However, the shape-specific modulations we demonstrate cannot be attributed to the behavioral significance of the stimuli or to a target selection strategy. In the PF task, each shape was presented equally often and in random order in the cell's receptive field. There were no differences in reflexive or voluntary orienting across conditions (overt eye movements or covert attentional shifts), and the animal was rewarded equivalently across conditions for maintaining fixation. In the DMTS task, all chosen shapes during the sample period had an equal chance of being the target shape—in a typical recording session, many different target sets were chosen. Nor can the modulations be attributed to historical factors in stimulus presentation, such as priming or perceptual learning, because presentation of all shapes in the stimulus set were equally likely and balanced both in training and within each data collection session. That is, all possible sample shapes were equally relevant across all trials in the DMTS task, yet some FEF neurons showed a greater response during the sample presentation, memory delay, or even eye movement to the same target location for a particular shape.
In sum, in the context of both passive (PF) and active (DMTS) tasks, our electrophysiology studies showed shape selectivity in sensory, delay period, and eye movement period responses of FEF neurons. Likewise, fMRI data from the FEF of anesthetized and paralyzed monkeys also showed shape selectivity and served to reinforce the exclusion of many of the same factors discussed in the preceding text as the basis for the selectivity, including behavioral significance of the stimuli, target selection strategy, eye movement or attentional effects, priming, and perceptual learning.

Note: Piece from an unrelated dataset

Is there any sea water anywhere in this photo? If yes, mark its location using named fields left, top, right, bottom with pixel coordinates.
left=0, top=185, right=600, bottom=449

Using fMRI, we found significant responses in the FEF to a variety of shape stimuli defined by static or dynamic cues in seven different monkeys. These activations were localized to patches in the anterior bank of the arcuate sulcus at a dorsal-ventral position approximately at the level of the caudal end of the principal sulcus. The region of activation extended from the junction of the superior and inferior limbs of the arcuate into the inferior limb (see Figs. 11 and 12). This region overlapped with the area (lateral FEF) reported to receive converging inputs from both dorsal and ventral processing streams (Schall et al. 1995b), including many other regions activated by our 3-D shape stimuli (areas V4, TEO, MT, FST, the ventral bank and fundus of the STS, and LIP). A comparison of Figs. 1 and 11 supports the finding that the localization of shape-selective neurons in the physiology is consistent with the functional imaging results.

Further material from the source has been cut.